Nakaz ślubu za walentynkową randkę
Samozwańcza "policja obyczajowa" w mieście
Rańći w indyjskim stanie Bihar zmusiła do małżeństwa co najmniej pięć par, które na łonie natury obchodziły dzień świętego Walentego - poinformował dziennik "The Pioneer".
15.02.2006 | aktual.: 16.02.2006 06:32
Stróże moralności wyławiali zakochanych w ogrodach, parkach i nawet w miejscowym ogrodzie zoologicznym, gdzie pary próbowały znaleźć nieco samotności. Większość pojmanych na gorącym uczynku zgadzała się na ślub, lecz byli i tacy, którzy odmawiali, i tych - w geście potępienia - obsypywano mieloną papryką.

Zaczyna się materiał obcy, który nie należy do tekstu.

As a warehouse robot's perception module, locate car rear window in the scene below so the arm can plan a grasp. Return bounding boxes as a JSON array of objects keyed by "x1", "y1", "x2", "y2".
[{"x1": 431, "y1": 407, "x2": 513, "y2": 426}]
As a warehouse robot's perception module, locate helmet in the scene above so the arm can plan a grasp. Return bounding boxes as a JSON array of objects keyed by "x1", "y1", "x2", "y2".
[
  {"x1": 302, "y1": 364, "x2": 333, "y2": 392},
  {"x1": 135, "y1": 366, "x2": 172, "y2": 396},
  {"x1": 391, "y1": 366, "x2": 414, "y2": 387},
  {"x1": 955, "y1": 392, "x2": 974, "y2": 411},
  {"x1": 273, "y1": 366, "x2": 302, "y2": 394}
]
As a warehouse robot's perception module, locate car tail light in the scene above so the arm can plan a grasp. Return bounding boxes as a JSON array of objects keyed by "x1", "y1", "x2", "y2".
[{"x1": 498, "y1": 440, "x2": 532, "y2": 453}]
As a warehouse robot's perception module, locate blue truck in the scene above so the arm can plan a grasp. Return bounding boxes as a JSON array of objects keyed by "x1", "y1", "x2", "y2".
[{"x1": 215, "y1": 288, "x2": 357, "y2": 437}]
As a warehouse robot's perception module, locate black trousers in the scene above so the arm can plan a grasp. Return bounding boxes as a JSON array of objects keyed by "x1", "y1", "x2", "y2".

Gazeta pisze, że "policję obyczajową" utworzyli ad hoc w przeddzień św. Walentego członkowie kilku hinduistycznych organizacji i nacjonalistycznej partii Shiv Sena. Kontrolerzy moralności lojalnie uprzedzili, że będą ścigać zakochanych 14 lutego, toteż większość młodych ludzi została w domu, a tylko najbardziej zapaleni zlekceważyli niebezpieczeństwo i postanowili iść na randkę.